KABUL, Afghanistan - As thousands paid their respects this week to a slain northern Afghanistan police commander, a top lawmaker sounded an ominous warning: He and three other minority faction leaders are on a Taliban hit list and could be next.

KABUL, Afghanistan - As thousands paid their respects this week to a slain northern Afghanistan police commander, a top lawmaker sounded an ominous warning: He and three other minority faction leaders are on a Taliban hit list and could be next.

Conflict between the Taliban - who come mostly from the biggest group, the Pashtuns - and members of its ethnic minorities is nothing new in a nation whose history is scarred by civil strife. But rising ethnic tension is jeopardizing efforts to make peace with the Taliban after nearly 10 years of war.

Minorities already worry that President Hamid Karzai, a Pashtun, will make too many concessions to their Taliban enemies to shore up his Pashtun base and craft a peace deal. Some ethnic factions have started taking weapons out of mothballs to be ready for a fight.

Whatever support for peace talks Karzai has won from minority groups could erode if extremists continue to pick off their leaders one-by-one.

Gen. Daud Daud, an ethnic Tajik, was the fifth minority leader slain by extremists in recent months. He was killed Saturday in one of a series of high-profile bombings that insurgents have been carrying out across the nation. His death comes just weeks before the United States is to withdraw some troops.

NATO and Afghan forces have captured a suspect in the attack that killed Daud and five others, including two German soldiers, the coalition said Wednesday.

NATO said the man belonged to the Islamic Movement of Uzbekistan, a Taliban- and al-Qaeda-linked movement operating in northern Afghanistan, and was captured in a night raid Monday.

The Taliban claimed responsibility for the attack.

The July drawdown - the symbolic start of a gradual withdrawal of international forces over the next several years - has spawned fears the country will descend into civil war when foreign troops leave.

"There are some hands who are trying to split people from each other," Karzai told reporters Tuesday.
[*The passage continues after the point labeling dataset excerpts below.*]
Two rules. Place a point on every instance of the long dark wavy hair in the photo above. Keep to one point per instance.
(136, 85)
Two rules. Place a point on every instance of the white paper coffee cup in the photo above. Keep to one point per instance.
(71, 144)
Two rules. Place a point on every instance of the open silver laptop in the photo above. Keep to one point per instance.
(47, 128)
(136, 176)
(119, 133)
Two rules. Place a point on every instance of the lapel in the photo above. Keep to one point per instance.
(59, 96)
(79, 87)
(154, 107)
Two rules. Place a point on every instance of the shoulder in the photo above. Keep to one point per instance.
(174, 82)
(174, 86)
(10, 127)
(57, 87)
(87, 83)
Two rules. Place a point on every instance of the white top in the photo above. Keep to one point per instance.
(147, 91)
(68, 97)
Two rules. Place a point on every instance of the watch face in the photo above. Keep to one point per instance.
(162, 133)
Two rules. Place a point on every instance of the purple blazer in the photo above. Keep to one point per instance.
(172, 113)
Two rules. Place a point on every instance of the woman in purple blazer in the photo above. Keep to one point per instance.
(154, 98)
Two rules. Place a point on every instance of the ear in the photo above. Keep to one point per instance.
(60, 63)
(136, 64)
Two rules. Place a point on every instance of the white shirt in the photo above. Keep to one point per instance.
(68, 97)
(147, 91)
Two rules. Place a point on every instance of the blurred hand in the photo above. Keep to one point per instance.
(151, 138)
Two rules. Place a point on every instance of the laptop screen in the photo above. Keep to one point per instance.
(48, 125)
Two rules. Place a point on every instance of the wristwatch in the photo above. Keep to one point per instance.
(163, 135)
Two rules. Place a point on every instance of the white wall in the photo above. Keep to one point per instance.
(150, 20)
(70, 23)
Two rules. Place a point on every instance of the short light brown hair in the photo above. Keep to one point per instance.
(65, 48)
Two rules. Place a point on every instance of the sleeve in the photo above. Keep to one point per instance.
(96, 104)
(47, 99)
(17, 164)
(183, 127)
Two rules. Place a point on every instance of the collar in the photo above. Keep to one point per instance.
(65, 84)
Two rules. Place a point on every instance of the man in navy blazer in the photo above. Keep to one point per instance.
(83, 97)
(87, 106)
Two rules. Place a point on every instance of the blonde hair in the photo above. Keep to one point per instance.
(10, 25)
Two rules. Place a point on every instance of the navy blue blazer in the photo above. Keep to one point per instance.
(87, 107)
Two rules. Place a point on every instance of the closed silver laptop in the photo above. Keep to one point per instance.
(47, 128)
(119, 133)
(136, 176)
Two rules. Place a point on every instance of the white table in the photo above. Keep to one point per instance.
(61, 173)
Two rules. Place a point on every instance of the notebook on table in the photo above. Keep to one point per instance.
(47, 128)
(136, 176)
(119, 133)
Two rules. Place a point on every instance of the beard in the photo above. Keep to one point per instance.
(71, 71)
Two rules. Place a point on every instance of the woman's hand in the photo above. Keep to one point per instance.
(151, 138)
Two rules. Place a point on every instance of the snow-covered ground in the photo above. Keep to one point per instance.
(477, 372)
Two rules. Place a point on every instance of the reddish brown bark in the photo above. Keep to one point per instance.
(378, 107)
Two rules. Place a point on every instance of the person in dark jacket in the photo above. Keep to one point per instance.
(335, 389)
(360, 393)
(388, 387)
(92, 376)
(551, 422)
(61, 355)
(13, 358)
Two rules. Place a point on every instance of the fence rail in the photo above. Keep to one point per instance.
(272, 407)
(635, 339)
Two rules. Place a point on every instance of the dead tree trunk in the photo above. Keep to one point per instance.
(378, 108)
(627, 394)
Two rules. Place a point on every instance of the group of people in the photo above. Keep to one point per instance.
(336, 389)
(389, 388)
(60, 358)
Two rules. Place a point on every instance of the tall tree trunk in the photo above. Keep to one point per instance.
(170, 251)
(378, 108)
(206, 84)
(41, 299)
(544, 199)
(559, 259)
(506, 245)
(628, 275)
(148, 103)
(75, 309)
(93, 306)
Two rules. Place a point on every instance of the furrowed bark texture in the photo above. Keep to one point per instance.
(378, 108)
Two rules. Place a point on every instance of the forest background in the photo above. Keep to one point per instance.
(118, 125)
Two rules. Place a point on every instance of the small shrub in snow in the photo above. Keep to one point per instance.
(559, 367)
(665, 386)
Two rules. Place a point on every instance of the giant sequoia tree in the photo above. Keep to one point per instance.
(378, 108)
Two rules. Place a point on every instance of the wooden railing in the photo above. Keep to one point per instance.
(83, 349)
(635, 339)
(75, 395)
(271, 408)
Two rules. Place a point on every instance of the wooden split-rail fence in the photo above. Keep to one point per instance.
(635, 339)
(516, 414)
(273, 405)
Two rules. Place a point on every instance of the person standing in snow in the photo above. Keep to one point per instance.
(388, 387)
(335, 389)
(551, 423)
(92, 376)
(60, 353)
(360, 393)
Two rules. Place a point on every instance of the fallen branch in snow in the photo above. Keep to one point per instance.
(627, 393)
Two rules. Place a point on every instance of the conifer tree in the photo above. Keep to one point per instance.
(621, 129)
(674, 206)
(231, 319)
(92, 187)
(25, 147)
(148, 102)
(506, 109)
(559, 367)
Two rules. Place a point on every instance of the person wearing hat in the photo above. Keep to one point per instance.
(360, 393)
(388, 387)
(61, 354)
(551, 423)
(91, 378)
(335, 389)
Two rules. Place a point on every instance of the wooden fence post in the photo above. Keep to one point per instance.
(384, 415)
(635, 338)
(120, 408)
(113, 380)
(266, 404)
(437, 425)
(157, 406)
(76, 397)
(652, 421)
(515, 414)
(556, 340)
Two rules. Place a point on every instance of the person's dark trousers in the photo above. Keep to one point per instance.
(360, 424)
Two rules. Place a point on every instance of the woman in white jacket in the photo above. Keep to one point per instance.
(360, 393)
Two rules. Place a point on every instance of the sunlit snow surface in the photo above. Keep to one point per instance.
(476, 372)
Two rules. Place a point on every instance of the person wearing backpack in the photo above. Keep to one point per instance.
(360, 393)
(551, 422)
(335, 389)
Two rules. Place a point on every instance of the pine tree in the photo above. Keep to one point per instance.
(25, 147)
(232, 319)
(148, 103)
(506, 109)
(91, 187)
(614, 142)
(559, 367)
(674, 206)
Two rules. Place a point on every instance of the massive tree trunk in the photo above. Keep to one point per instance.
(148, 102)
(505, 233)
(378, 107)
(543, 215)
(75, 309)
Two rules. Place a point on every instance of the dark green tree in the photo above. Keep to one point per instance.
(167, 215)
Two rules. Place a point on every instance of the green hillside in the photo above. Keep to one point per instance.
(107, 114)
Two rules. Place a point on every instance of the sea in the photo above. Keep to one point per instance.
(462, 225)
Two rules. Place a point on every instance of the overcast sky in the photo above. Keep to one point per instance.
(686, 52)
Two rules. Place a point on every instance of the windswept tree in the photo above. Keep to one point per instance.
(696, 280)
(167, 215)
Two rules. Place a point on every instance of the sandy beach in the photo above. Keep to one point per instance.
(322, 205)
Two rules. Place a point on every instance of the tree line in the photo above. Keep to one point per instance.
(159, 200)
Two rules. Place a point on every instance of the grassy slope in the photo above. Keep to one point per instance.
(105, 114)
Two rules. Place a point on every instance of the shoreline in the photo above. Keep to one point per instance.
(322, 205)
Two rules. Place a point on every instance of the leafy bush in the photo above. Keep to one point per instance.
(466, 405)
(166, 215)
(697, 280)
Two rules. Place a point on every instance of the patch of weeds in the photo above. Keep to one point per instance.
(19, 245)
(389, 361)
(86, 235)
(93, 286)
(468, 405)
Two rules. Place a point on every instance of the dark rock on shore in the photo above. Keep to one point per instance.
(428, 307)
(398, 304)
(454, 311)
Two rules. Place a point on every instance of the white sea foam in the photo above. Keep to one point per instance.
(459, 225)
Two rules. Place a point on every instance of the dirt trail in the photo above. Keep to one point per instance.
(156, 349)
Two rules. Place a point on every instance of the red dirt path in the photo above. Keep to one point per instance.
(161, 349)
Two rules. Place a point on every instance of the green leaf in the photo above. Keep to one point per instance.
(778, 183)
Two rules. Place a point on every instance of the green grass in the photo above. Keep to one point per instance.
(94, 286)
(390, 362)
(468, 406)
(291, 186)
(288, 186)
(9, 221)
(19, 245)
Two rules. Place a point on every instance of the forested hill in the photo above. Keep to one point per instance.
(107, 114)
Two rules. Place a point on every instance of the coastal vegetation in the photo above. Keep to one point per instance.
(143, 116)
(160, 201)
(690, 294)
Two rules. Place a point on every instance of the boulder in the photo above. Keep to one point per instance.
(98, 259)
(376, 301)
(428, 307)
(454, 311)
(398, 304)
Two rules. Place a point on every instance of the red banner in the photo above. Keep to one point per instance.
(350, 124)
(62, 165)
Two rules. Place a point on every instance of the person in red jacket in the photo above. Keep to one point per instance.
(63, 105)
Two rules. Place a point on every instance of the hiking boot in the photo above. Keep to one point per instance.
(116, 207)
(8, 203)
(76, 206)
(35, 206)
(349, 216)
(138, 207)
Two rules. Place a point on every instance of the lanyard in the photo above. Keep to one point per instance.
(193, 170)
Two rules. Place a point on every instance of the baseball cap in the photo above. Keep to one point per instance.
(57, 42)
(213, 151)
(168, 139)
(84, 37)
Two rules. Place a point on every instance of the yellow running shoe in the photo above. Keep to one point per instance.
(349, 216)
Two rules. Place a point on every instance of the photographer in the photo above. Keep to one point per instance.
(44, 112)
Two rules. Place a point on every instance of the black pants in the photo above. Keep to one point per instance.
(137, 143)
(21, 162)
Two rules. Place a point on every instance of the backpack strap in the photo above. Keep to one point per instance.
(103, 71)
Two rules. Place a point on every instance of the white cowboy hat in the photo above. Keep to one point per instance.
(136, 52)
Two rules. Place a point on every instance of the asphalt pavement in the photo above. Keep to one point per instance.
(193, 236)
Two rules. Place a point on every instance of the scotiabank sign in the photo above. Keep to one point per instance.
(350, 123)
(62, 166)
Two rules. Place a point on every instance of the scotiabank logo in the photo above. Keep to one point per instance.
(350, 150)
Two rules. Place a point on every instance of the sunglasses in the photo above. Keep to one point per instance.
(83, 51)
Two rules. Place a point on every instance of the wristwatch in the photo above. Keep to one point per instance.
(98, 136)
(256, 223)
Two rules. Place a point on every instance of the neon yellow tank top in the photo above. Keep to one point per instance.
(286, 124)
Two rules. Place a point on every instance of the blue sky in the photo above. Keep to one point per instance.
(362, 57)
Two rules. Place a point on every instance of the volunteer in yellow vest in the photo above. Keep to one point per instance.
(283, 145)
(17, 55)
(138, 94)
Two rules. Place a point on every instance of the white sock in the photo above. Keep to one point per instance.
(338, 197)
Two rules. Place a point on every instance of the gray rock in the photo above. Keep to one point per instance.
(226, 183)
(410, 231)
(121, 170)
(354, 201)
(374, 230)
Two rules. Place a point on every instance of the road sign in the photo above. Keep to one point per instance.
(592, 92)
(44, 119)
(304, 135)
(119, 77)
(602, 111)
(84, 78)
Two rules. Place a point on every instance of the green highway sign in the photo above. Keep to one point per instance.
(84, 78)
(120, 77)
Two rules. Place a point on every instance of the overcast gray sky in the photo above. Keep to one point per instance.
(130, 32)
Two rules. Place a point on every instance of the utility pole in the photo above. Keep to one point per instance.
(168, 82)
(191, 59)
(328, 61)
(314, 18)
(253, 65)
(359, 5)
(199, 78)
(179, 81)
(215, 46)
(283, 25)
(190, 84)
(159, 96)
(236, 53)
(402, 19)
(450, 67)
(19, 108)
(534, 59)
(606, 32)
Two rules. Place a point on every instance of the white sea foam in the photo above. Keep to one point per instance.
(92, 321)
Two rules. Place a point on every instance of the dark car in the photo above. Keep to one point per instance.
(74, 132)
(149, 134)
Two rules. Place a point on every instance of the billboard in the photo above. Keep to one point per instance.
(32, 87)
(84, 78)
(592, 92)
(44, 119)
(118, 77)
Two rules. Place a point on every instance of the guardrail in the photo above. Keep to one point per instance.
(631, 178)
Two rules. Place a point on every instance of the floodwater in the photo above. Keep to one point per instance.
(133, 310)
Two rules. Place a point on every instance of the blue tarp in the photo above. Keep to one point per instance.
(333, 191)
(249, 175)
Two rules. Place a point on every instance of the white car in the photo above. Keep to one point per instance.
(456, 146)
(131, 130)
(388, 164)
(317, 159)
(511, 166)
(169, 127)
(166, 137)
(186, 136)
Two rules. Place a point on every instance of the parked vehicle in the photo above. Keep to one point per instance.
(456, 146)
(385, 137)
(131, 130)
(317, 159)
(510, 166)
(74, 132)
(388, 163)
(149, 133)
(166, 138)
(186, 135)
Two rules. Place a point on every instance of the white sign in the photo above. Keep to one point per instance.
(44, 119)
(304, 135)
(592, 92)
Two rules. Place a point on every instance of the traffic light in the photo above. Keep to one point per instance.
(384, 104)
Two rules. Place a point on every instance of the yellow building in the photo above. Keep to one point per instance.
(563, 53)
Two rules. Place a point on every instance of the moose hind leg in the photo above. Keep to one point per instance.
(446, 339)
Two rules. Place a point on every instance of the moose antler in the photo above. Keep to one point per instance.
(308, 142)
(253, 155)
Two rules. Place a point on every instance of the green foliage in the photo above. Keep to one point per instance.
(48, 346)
Afghan Interior Minister Bismullah Khan Mohammadi has stressed the need for a strong force that represents all faces of Afghanistan.

A unified force is needed to shoulder security at the end of 2014 when international combat forces are scheduled to be gone or fall back into supportive roles, he says.

Currently, 44 percent of Afghan policemen and soldiers are Pashtuns, 43 percent are Tajiks, Hazaras, or Uzbeks, and 13 percent are from other ethnic factions, according to the U.S.-led coalition's training mission.

Lawmaker Yunus Qanooni, a Tajik and former speaker of the lower house of parliament, said at Daud's memorial service Monday that insurgents now were threatening to kill him and three other prominent members of ethnic minorities. He did not say how he knew about the Taliban hit list.

Karzai needs minority groups - loosely known as the Northern Alliance - to back his efforts to reconcile with the Taliban.

That's because, while Pashtuns make up 42 percent of the population, collectively the minority Tajiks, Hazaras, Uzbeks, and other smaller groups outnumber them. Without minority support, the country risks a de facto partition into a Pashtun south and a "minority" north.